Lalu Prasad convicted in corruption case
A court in India yesterday convicted senior Indian opposition politician Lalu Prasad Yadav in a corruption case. He was promptly sent to a high-security jail.
CBI judge Shivpal Singh in Ranchi, gave the ruling against Yadav, chief of Rashtriya Janata Dal and former chief minister of Bihar state, in the case pertaining to fraudulent withdrawal of Rs 89.27 lakh from government treasury between 1991 and 1994.
The quantum of punishment will be pronounced on January 3.
Lalu Prasad and 15 other convicts were taken into custody immediately after the pronouncement of the verdict.
A charge sheet in the case was filed against 38 people on October 27, 1997. Eleven of them died and three turned approvers while two other accused confessed and were convicted in 2006-07, a CBI official said.
Yadav was found guilty of graft charges in one of the six cases lodged against him in the 1996 fodder scam. The court also found 15 others guilty in the case.
On the other hand, the court acquitted six others, including former Bihar chief minister Jagannath Mishra.
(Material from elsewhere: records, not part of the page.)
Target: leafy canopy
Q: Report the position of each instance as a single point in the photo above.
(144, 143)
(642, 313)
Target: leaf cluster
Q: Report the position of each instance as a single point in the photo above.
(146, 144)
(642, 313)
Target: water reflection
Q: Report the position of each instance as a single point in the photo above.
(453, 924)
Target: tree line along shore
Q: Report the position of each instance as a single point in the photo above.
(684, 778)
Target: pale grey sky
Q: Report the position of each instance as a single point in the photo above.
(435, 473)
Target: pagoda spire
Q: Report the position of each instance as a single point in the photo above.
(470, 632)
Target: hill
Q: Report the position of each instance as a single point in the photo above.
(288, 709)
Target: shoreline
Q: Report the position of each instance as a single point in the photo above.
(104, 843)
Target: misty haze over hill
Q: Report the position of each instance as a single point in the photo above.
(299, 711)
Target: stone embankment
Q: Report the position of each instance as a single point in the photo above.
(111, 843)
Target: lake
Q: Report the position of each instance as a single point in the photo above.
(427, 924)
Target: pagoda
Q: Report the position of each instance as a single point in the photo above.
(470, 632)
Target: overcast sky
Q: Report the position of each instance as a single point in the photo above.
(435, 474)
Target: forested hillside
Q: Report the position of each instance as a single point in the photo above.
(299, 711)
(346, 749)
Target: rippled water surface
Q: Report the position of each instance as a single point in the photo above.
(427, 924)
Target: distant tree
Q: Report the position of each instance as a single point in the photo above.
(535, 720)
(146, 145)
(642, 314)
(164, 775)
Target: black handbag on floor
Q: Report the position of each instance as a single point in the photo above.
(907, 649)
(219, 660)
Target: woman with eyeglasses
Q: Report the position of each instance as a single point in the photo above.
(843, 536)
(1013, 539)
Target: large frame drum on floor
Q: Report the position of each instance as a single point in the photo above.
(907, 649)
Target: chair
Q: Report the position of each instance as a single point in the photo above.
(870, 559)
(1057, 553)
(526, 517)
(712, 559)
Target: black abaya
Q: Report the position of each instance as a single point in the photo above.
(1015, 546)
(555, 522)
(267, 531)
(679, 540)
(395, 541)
Of the six cases in the scam, this was the second in which verdict was pronounced. The RJD chief was also held guilty by a court on September 30, 2013, in the first case but the Supreme Court granted him bail in December that year. In the aftermath of the verdict, he was disqualified from contesting elections.
Lalu Prasad and his wife Rabri Devi had ruled Bihar for about 15 years in the past.